A Spanish word that refers to the process of processing coffee beans from the coffee cherry to the green coffee bean that is ready for roasting. It is also known as “wet processing,” “washed processing,” or “wet milling.” Similar setups go by different names in other countries, such as washing station in Rwanda and coffee factory in Kenya.
The beneficio process begins with the harvesting of ripe coffee cherries, which are then sorted and cleaned to remove any impurities. The coffee cherries are then placed into a machine known as a pulper, which removes the outer layers of the cherry to reveal the green coffee beans inside.

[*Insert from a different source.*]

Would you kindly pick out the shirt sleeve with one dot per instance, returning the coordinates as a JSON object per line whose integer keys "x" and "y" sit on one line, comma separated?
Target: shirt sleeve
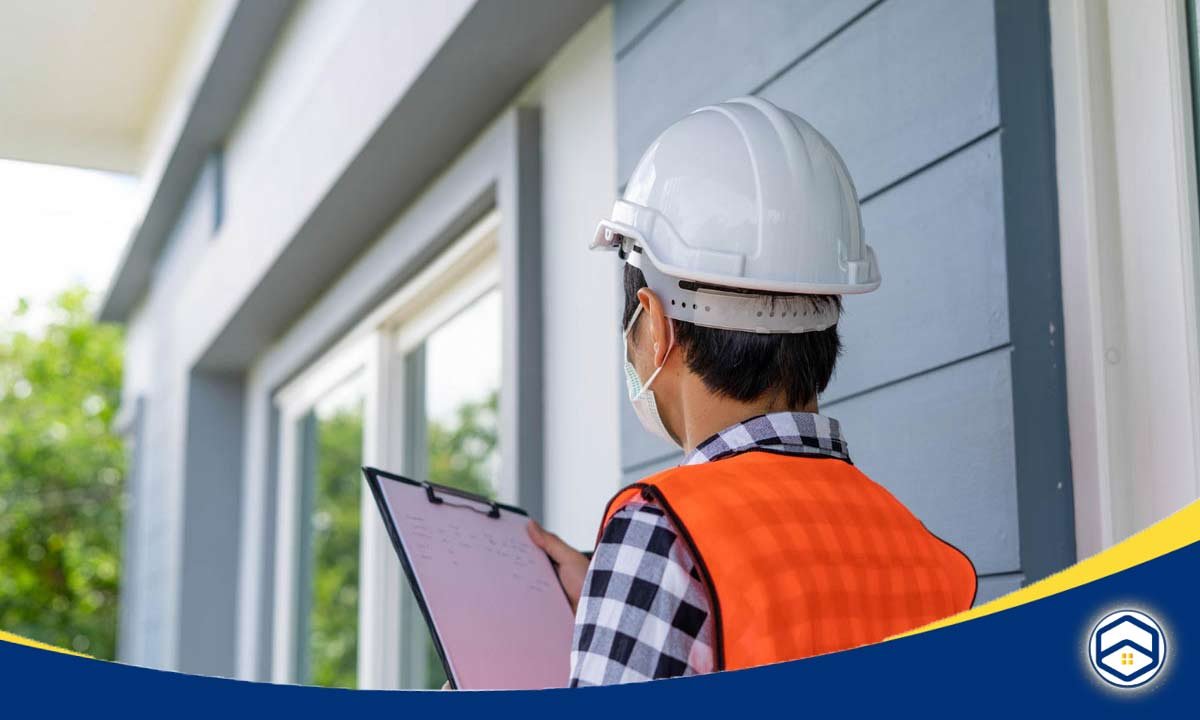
{"x": 643, "y": 612}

Next, the beans are fermented for a period of time, which helps to remove any remaining mucilage and impurities. The beans are then washed and rinsed to remove any remaining traces of fermentation and to prepare them for drying.
After washing, the beans are dried, either by laying them out on a patio or by using mechanical dryers. Once dry, the beans are sorted, graded, and packaged for shipping or storage.
The beneficio process is one of the most common methods used to process coffee, and it is used to produce high-quality coffee beans that are used in specialty and high-end coffee blends. Wet-processing can result in a clean, bright, and fruity cup profile, that is why it is widely used for high-grade coffees like Kenyan, Colombian and some Central American varieties.